When Nathan reaches the top of the wreck and exerts one last desperate leap to safety, we are granted a flashback of the initial cause for his predicament. Some old friends by the name of Harry and Chloe found a job that needed his expertise. It involves stealing an old, Mongolian oil lamp that once belonged to Marco Polo. Nathan figures out that the lamp might lead to the 13 lost ships of Polo’s fleet — all loaded down with untold riches, of course. The three of them agree that they will “dick” their client over and take the treasure for themselves. “What could possibly go wrong?” Nathan says while laughing. Cut back to a huge ass train wreck with a half-dead Nathan. Obviously, a whole hell of a lot.
Once again, more information is revealed. Nathan is a treasure hunter and a smart one at that since he was specifically sought out for this mission. It was supposed to be an easy smash-and-grab job, but something went awry. Cut back to the half-dead, frozen fool as we guide him through even more wreckage. By this point, it is pretty obvious that the story has dropped us in medias res (a Latin narrative technique meaning “into the middle of things”). We know that Nathan was going to steal an artifact and search for Marco Polo’s lost treasure, but how we got here is a mystery — one that the player will pursue for about half of the game.
Dropping us in the middle of the game is a great move by Naughty Dog. It instantly makes us invested in the story (how the hell did he destroy an entire train in a mountain pass?) and foreshadows bad things to come for Nathan. While plaything through the first half of the game, we actively wait for the moment where everything goes wrong. We are given pieces of a puzzle and the desire to fill in the rest.

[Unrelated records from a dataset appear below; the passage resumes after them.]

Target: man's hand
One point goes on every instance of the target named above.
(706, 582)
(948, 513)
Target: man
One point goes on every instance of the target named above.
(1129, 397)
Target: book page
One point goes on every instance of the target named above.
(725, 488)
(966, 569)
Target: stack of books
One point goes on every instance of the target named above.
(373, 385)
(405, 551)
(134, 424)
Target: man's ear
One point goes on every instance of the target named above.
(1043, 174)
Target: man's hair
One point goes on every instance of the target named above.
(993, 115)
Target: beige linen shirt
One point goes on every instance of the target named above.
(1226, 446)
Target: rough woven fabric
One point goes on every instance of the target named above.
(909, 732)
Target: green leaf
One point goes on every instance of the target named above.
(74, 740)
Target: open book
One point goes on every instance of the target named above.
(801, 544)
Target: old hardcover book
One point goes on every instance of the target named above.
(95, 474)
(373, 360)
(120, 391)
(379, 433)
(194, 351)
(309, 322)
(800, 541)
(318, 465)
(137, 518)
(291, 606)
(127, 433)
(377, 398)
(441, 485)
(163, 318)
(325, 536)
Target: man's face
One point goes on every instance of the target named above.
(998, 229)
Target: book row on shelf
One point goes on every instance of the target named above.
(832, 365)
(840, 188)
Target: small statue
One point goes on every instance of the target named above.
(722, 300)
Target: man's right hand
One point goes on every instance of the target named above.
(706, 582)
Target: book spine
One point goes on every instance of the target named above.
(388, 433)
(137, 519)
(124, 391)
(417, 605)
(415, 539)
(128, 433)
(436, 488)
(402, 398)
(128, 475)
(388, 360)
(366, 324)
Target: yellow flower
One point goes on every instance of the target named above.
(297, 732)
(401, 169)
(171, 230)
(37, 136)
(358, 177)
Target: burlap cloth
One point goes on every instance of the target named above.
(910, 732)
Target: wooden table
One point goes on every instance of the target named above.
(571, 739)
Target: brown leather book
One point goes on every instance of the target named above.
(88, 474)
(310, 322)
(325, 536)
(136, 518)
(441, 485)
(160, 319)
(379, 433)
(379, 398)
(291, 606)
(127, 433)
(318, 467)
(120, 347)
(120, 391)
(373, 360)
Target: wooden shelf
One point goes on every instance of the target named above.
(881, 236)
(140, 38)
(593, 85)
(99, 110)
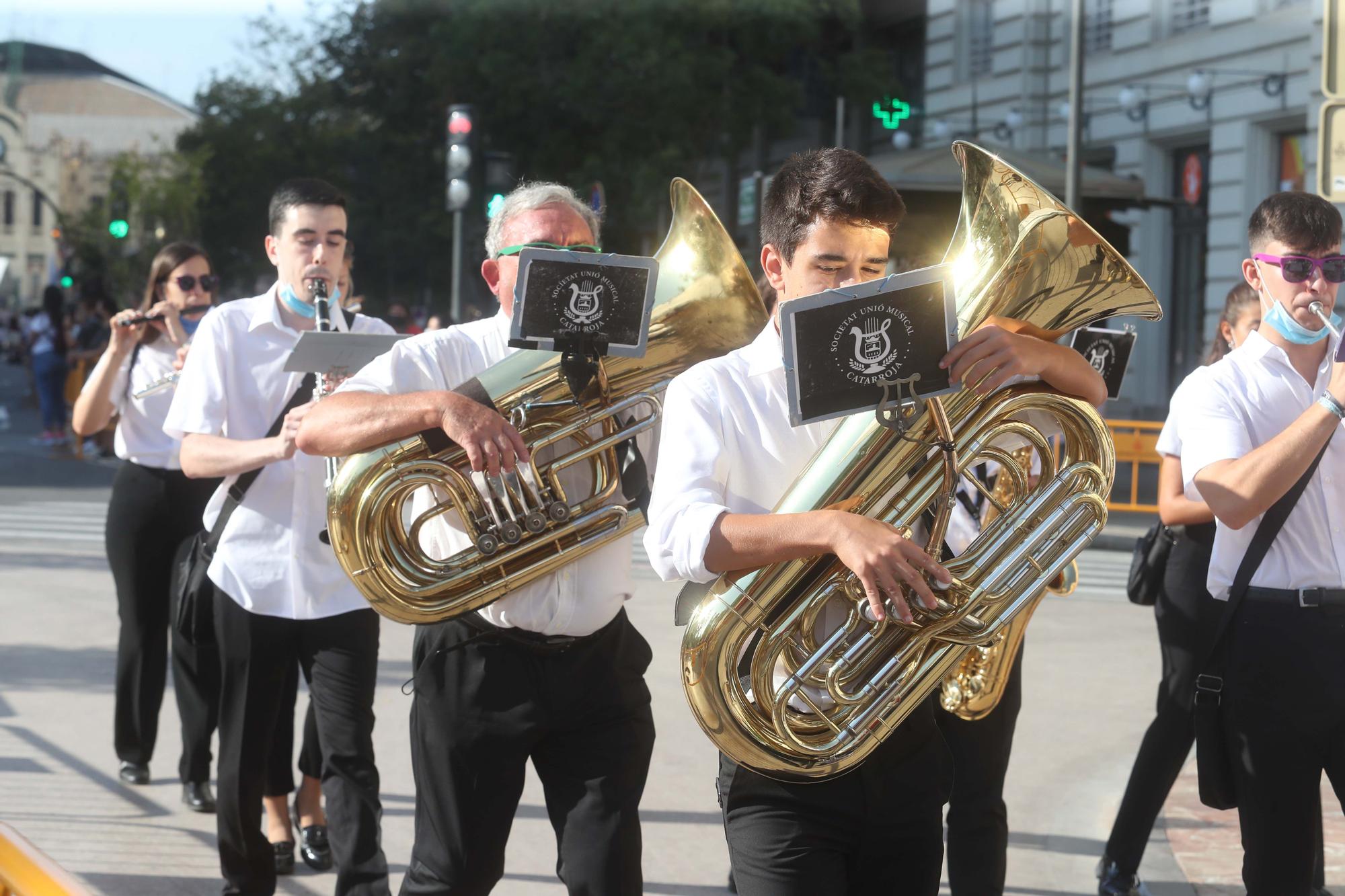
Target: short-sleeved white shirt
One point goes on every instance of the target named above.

One thing the opening does more fluidly than any game I can think of is putting the player through the tutorial. While Nathan is being thrown around, we become acclimated with the controls. There’s no awkward pausing to explain anything, just some brief text to tell us what button to press in order to guide Nathan to safety. It’s a seamless transition from newb to veteran that every developer wishes it could execute with the same amount of style as Naughty Dog.
The best trick that Uncharted 2’s intro pulls is making the player yearn for more. If the opening sequence features Nathan climbing out of a falling train, how on Earth could the rest of the game top this moment? The rest has to feature something absolutely insane to top this moment, and it does. From being chased by a helicopter to fighting a tank through a Tibetan village, Uncharted 2 consistently tops itself while saying to the player, “Just wait for what’s in store next.”
Uncharted 2 has a perfect opening sequence. The first 15 minutes thrust you into a precarious situation and yell, “Climb now!” It at once establishes Nathan as a vulnerable and charming treasure hunter who will survive any situation while giving us hints at greater moments in the story and leading us through a fluid tutorial. It creates a memorable sequence and hooks the player for what else could be waiting in the next chapters.